Celebrating International Women’s Day

Ahead of International Women’s Day 2021 staff from Central Library highlight inspiring women who have touched their lives. 

Did you know? International Women’s Day is in its 44th year since being recognised by the United Nations in 1977, but it had its infancy in New York as far back as 1909. 

Although International Women’s Day is now a globally recognised event, countries across the world vary in their approach to it. Some nations mark it as an opportunity to celebrate traditional femininity and womanhood, while others use it as a focal day of political protest against issues ranging from reproductive rights, femicide and domestic violence. This year’s campaign theme is #ChooseToChallenge, which highlights the brave and often fatal struggle for equality across the developing world. But it’s also a call to action, aimed at people living in more peaceful countries such as Scotland, to take a stand against discrimination in all its forms.

Staff at Central Library have chosen a selection of creative people from across the world whom they admire and whose work fits the theme of Challenge. As you will see, our chosen writers, artists and adventurers all had to push against the status quo in order to express themselves creatively, and each of them were trailblazers in their own way. We feel they deserve to be championed!  

Please read on…

Douglas from the Music Library says:
Born in the Barnton area of Edinburgh, Thea Musgrave had a Boarding School education away from the city but returned to Edinburgh University to study Medicine, later changing to Music. After a long career in Music and now in her 93rd year, Thea Musgrave is still working and composing. 

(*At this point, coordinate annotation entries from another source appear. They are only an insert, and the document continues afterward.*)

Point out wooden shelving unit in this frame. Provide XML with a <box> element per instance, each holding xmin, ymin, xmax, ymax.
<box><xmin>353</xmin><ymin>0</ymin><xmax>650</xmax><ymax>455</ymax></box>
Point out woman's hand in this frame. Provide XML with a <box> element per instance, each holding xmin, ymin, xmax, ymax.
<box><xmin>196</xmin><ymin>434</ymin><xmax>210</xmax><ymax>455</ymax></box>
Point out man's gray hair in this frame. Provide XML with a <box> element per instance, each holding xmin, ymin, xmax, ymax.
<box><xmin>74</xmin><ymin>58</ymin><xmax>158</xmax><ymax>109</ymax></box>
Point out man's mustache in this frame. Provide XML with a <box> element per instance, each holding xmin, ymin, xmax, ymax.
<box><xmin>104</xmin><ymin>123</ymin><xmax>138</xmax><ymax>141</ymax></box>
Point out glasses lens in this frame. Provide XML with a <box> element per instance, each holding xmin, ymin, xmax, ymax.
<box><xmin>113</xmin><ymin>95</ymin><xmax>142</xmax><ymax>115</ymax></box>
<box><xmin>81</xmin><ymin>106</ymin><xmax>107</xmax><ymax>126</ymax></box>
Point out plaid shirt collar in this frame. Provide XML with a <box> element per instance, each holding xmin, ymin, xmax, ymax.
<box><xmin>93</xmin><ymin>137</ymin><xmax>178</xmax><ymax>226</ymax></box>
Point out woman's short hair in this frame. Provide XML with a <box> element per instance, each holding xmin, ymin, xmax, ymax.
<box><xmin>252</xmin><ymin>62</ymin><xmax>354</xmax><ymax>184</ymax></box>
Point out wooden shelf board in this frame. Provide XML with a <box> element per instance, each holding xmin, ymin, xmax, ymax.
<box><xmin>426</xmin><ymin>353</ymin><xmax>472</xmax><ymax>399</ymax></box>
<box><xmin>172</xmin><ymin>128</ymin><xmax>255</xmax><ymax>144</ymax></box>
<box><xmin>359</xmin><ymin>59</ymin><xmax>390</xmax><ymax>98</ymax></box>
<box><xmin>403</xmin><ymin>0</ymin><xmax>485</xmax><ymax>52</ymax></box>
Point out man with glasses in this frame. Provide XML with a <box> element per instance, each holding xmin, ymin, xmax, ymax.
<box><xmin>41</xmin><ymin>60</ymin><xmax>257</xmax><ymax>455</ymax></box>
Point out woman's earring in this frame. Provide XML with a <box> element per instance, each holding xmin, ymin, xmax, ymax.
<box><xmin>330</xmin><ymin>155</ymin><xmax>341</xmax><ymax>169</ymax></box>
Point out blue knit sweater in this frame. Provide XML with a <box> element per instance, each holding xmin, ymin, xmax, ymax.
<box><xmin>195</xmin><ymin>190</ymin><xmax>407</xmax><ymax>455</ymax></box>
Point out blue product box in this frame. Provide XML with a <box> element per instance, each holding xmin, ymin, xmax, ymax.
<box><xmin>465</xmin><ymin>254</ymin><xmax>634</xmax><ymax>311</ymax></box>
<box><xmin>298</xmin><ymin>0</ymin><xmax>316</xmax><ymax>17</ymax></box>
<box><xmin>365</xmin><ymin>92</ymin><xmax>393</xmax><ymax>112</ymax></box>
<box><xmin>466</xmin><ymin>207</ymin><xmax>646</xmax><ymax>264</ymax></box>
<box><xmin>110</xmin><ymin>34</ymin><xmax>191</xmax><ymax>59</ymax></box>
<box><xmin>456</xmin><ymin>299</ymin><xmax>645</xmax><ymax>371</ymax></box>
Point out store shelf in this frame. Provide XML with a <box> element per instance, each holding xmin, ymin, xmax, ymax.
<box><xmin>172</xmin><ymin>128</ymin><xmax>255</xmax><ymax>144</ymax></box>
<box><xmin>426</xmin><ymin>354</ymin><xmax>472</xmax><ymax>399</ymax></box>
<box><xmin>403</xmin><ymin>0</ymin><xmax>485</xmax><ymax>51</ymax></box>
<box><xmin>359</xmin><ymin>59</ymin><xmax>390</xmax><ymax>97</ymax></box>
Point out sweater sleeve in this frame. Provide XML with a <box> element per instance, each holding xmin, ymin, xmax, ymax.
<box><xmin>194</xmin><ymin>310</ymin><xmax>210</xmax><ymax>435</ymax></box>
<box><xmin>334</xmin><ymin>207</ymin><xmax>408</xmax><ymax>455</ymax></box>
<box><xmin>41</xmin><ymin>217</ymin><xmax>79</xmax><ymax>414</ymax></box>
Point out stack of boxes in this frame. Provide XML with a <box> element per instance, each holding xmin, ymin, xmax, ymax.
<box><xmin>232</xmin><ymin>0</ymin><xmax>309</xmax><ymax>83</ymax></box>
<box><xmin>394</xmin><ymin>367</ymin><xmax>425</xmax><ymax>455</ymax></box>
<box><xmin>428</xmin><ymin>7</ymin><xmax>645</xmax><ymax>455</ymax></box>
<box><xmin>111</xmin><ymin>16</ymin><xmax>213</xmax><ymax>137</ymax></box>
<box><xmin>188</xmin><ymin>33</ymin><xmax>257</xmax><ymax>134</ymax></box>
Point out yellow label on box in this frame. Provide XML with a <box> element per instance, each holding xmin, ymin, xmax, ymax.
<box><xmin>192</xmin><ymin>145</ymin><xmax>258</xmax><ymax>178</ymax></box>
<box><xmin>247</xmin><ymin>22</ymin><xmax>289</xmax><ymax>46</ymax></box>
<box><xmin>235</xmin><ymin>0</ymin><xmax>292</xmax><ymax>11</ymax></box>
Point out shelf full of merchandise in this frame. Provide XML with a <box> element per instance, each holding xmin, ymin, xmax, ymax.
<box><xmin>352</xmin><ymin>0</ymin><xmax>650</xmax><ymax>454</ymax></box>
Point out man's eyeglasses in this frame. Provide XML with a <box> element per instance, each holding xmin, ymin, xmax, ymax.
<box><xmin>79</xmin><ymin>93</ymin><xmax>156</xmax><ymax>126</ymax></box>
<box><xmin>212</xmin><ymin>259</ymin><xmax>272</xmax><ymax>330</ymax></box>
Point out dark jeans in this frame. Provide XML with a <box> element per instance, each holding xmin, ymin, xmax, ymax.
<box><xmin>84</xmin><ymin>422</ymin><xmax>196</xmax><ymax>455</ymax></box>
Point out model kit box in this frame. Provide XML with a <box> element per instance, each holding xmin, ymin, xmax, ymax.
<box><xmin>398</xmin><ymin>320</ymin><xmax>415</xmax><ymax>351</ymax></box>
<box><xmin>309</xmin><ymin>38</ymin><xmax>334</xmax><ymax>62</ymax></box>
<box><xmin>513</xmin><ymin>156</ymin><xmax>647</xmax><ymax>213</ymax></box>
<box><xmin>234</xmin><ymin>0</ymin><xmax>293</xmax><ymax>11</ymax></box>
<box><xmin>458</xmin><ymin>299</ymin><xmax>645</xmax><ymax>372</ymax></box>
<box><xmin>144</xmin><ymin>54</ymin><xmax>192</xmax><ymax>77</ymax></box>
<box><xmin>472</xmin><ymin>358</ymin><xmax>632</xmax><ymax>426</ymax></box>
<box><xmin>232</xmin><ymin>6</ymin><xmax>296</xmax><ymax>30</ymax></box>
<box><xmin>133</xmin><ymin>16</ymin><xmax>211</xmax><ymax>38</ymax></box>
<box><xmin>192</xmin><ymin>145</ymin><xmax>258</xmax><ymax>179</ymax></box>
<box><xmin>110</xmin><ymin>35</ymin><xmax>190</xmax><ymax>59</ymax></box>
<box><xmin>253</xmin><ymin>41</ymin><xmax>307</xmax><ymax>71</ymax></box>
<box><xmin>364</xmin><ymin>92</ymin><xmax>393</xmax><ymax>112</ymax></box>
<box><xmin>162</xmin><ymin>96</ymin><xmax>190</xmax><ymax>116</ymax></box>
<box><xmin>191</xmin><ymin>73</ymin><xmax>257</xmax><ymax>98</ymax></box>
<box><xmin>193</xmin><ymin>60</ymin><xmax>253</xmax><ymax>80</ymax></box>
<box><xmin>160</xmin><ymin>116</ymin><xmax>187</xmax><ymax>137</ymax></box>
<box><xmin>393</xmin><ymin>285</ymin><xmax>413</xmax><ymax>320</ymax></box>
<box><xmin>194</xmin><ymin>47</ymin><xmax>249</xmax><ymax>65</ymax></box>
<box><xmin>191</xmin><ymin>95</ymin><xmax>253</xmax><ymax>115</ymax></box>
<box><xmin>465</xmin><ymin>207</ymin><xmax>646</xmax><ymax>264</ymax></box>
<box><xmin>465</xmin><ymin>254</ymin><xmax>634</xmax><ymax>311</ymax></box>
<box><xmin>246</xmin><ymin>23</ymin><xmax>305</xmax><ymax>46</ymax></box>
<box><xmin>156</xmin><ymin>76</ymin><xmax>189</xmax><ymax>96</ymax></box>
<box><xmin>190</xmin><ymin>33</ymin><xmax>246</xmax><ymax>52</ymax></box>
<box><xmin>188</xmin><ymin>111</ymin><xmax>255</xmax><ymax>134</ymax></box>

In an interview for the BBC in 2018 Thea Musgrave was asked about being a woman composer. She responded by saying,  “Yes, I am a woman, and I am a composer. But rarely at the same time”. Asked in the same interview if she had any advice for young composers, she said “Don’t do it, unless you have to. And if you do, enjoy every minute of it.” 
Listen on Naxos Music Library

Florence Price (1887 – 1953) was a composer, musician, organist, pianist and teacher. In 1932 her 1st Symphony won the Rodman Wanamaker competition and was performed in 1933 by the Chicago Symphony Orchestra, making her the first African-American woman to have a work performed by a major symphony orchestra. Unfortunately, Florence Price’s works are still little known and rarely performed or recorded.
Listen on Naxos Music Library

Gregg from Central Lending says: 
Gerda Rohorylle, known as Gerda Taro, was a photojournalist who came to prominence through her coverage of the Spanish Civil War. Her early black and white photographs had a distinctive square format, though in later work she favoured a more rectangular style. Her work is noted for being bold and direct. Lisa Hostetler, of the International Center of Photography in New York, has described the strengths of Taro’s work as “Their graphic simplicity and emotional power”, and her “effective portrayals of individuals at war”. Taro was killed aged 26 while working at the frontline in July 1937. She was later buried in Pere Lachaise Cemetery in Paris. Her tomb was designed by the artist Alberto Giacometti, who gave her the epitaph, “So nobody will forget your unconditional struggle for a better world”. The Art and Design Library has a monograph of her war photography. See the International Center of Photography’s online exhibition of Taro’s work.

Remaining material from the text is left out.